The Civil Justice Council (CJC) working party on damages-based agreements (DBAs) has fallen short of calling for hybrid agreements to be allowed, but told the government that if it wants to ban their use, “then it owes it to the legal marketplace to make that entirely plain”.
But in a report published today, it did recommend that recoverable costs should be excluded from DBA caps, making them potentially much more attractive for lawyers to use.
The working party, chaired by Professor Rachael Mulheron, was set up to advise the Ministry of Justice on both technical drafting issues to improve the 2013 DBA regulations and wider policy questions.
It made 45 recommendations in all, but most focus will be on the question of hybrid DBAs.
While ‘sequential’ hybrids are already allowed – meaning a solicitor could, for example, investigate a case under a normal retainer and then move onto a DBA – it is felt that the rules do not permit concurrent agreements.
This has meant virtually no take-up of this form of funding in civil litigation.
The report said: “The working group noted that this issue has assumed huge importance in the legal marketplace, in that without concurrent hybrid DBAs, lawyers may not see DBAs as being attractive enough to encourage them to take on claimant’s cases. This reluctance is heightened by the innate conservatism of the legal profession.
“In particular, the uncertainty as to whether or not concurrent hybrid DBAs are permissible has had an incredibly chilling effect on the take-up of DBAs. If the government wishes to ban their use, then it owes it to the legal marketplace to make that entirely plain, via its revised drafting of the 2015 DBA Regulations…. The present state of uncertainty cannot be allowed to continue.
“The working group also noted that concurrent hybrid DBAs may be better suited to some areas of legal practice than others, such as personal injury claims. Also, they may be quite suited to commercial cases which are litigated (at the considerable expense of both sides) over several years.”
The report acknowledged that there was insufficient evidence as to whether concurrent hybrid DBAs “would have a positive or a negative effect on access to justice/efficiency of litigation”.
But it was “certainly conceivable that there will be cases that are meritorious, but which are highly complex or costly to conduct, and which the claimant’s legal representative would be prepared to take on under a hybrid DBA, but not on a full ‘no win, no fee’ DBA (because of the level of risk), nor on a CFA (because the rewards are not sufficiently favourable).
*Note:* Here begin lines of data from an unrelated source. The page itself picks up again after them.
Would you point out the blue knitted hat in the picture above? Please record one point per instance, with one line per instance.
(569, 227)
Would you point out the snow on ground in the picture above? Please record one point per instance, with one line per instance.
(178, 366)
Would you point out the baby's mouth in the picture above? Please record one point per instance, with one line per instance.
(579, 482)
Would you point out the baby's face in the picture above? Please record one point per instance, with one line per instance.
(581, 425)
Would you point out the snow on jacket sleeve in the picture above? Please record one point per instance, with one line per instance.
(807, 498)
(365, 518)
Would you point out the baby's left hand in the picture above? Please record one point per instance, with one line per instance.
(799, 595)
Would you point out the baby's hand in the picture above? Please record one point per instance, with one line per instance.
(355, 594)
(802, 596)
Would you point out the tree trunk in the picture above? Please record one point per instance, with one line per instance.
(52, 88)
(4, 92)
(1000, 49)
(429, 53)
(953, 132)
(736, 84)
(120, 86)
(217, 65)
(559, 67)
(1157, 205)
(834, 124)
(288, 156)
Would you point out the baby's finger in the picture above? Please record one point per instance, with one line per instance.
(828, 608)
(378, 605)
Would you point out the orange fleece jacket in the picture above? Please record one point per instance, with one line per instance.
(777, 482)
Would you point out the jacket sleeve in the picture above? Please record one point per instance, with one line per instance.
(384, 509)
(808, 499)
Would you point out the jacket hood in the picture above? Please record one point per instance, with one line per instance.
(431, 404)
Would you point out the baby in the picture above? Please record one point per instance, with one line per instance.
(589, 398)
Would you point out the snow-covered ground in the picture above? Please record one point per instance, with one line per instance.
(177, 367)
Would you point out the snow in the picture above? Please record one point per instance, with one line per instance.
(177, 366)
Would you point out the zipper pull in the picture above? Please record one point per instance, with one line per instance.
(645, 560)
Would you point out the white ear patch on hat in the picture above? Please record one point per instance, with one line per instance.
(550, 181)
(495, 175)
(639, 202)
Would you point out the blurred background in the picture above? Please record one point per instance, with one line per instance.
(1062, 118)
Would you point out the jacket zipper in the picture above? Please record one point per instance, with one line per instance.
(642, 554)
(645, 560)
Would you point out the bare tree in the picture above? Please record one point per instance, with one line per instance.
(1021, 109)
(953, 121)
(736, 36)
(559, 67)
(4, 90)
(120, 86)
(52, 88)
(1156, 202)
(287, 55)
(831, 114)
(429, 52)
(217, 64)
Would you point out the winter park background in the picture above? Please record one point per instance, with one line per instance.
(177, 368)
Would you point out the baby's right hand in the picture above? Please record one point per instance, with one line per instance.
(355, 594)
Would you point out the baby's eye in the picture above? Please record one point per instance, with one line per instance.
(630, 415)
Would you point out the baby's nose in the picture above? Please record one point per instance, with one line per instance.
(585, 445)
“Accordingly, permitting hybrid DBAs may provide access to justice in these cases.”
But the group as a whole was divided on the question of allowing concurrent hybrid DBAs. “It concluded that it was a policy decision which was ultimately one for the government. However, the government should be encouraged to evaluate the arguments in favour of concurrent hybrid DBAs, even in the absence of any cadre of cases which have tested the arguments (given the nervousness of the legal marketplace on this issue).”
Currently, recoverable costs are included in calculating what is paid under a DBA – so that in a case where a claimant on a 25% DBA wins £100,000 in damages and £20,000 in recoverable costs, he will only have to pay £5,000 from the damages to his solicitor. But under the ‘success fee’ model advanced by the working group, he would have to pay £25,000.
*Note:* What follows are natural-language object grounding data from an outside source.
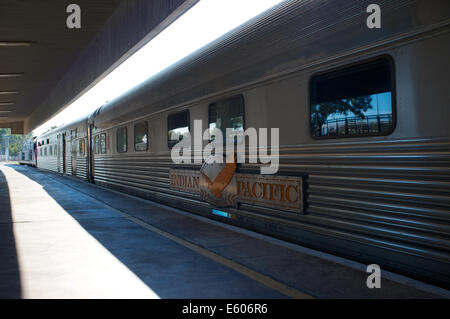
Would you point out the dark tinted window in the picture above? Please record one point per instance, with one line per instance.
(103, 143)
(178, 127)
(227, 114)
(355, 101)
(96, 144)
(122, 139)
(141, 136)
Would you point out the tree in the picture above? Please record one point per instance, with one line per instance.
(357, 106)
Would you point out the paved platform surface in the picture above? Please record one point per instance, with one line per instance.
(64, 238)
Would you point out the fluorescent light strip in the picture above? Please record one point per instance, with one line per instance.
(15, 43)
(10, 75)
(8, 92)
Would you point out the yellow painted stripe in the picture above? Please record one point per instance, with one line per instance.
(263, 279)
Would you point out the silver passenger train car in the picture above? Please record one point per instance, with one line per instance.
(364, 131)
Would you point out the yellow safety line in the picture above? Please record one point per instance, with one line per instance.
(263, 279)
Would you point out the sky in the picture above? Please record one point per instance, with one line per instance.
(202, 24)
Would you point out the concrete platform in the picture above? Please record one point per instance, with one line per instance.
(64, 238)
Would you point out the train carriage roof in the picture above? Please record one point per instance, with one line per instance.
(289, 37)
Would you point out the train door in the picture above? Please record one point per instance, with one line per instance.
(90, 153)
(58, 152)
(74, 158)
(64, 152)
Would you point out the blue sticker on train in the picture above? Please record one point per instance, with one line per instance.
(221, 213)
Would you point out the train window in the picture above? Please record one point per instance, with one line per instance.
(177, 127)
(81, 144)
(141, 136)
(356, 101)
(227, 114)
(103, 143)
(96, 144)
(122, 140)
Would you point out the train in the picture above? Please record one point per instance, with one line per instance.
(363, 116)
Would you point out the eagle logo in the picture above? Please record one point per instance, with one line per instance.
(222, 178)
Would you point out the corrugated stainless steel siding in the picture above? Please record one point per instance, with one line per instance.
(48, 162)
(82, 167)
(391, 195)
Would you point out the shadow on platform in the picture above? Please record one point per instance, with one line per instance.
(10, 286)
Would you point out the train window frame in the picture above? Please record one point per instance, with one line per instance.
(81, 146)
(349, 66)
(117, 139)
(103, 150)
(147, 131)
(171, 143)
(97, 144)
(240, 97)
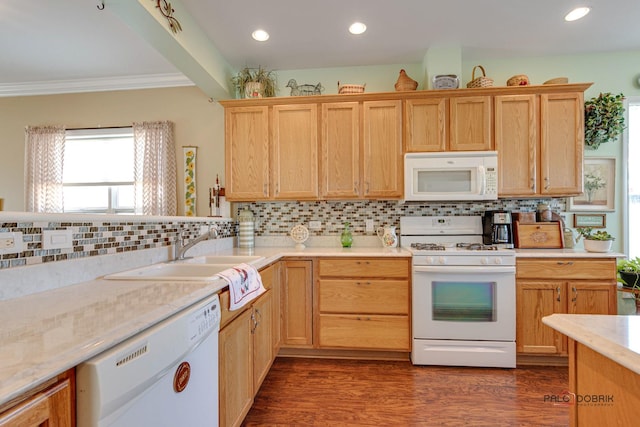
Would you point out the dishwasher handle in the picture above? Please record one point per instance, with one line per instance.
(493, 269)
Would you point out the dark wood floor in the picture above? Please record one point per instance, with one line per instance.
(318, 392)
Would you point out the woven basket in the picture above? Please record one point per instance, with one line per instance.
(557, 81)
(342, 89)
(482, 81)
(518, 80)
(405, 82)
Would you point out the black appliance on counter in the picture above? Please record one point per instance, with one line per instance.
(497, 229)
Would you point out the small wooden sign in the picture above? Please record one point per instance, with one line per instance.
(539, 235)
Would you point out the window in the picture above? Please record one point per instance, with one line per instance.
(633, 178)
(98, 173)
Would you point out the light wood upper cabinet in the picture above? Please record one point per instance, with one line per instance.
(340, 148)
(247, 153)
(561, 143)
(539, 139)
(382, 149)
(470, 123)
(294, 143)
(425, 127)
(351, 147)
(516, 139)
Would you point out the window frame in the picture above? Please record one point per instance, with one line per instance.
(113, 189)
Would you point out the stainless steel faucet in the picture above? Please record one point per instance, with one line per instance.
(181, 248)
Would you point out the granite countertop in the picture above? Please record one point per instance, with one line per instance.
(46, 333)
(615, 337)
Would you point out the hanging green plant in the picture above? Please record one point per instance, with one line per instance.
(603, 119)
(255, 83)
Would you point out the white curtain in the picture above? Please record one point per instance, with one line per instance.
(44, 156)
(155, 168)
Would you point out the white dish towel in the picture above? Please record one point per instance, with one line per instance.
(245, 284)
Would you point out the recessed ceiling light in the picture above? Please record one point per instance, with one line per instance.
(577, 13)
(357, 28)
(260, 35)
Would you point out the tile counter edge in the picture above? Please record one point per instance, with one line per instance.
(605, 334)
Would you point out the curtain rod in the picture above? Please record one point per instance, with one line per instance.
(99, 128)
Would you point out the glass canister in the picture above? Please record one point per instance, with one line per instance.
(245, 229)
(544, 213)
(346, 238)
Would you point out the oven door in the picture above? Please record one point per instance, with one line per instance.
(464, 303)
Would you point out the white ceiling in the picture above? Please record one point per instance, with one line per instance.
(71, 40)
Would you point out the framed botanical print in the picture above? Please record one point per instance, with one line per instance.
(599, 186)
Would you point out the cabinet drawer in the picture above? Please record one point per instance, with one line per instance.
(566, 268)
(267, 275)
(364, 296)
(369, 267)
(364, 331)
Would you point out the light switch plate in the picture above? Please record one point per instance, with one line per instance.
(369, 226)
(11, 243)
(57, 239)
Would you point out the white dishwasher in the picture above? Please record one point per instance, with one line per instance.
(166, 376)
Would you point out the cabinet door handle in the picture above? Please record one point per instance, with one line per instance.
(254, 321)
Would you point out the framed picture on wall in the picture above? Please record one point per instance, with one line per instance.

At the very least, it said, the government should review its policy given the advantages to the success fee model, which the report listed as avoiding the consequences of the indemnity principle, enhancing access to justice in low-value cases, and being easier to explain to clients.
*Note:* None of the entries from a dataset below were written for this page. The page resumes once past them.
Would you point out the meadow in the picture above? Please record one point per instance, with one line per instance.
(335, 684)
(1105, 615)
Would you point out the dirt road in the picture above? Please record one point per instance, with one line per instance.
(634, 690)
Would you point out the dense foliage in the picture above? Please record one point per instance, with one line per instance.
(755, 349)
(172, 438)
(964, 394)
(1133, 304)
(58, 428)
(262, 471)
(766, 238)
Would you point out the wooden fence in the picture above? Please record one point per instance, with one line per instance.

If this approach were to be adopted, however, the statutory caps may have to be reduced “to preclude an inordinately-large recovery by the legal representative”.
Among the technical recommendations were that the 25% DBA cap for defendants who successfully defend a personal injury action should be increased to 50%, and that lawyers and clients should be free to agree the ‘trigger point’ at which a DBA becomes payable, and the circumstances under which it can be terminated.
Further, the report said that counsel’s fees – when not working on a DBA themselves – should be treated as an expense outside of the cap, DBAs should be regulated when operating pre-commencement of litigation, and the indemnity principle should be abolished, at least insofar as it relates to DBAs.
“The application of the indemnity principle has the potential to wreak real injustice for claimants’ legal representative, in the context of DBAs,” it said.
The working party also saw no need to incorporate a requirement for independent legal advice before a party enters into a DBA – as Lord Justice Jackson had originally recommended – or that the fact of funding should be notified to the opposing party or the court.
The Master of the Rolls, Lord Dyson, said: “I welcome the government’s invitation to the CJC to address some of the issues relating to DBAs, and I now urge it consider further modifications to the regulations to help promote confidence in them as one of the funding arrangements available to those involved in a personal injury or commercial dispute… I hope that the changes recommended in this report will encourage the greater use of DBAs.”
Professor Mulheron said: “DBAs have been used very sparingly by the legal profession since the Jackson reforms took effect in 2013. This has been unfortunate, given that the use of DBAs in contentious litigation was, arguably, the most novel aspect of those 2013 reforms.”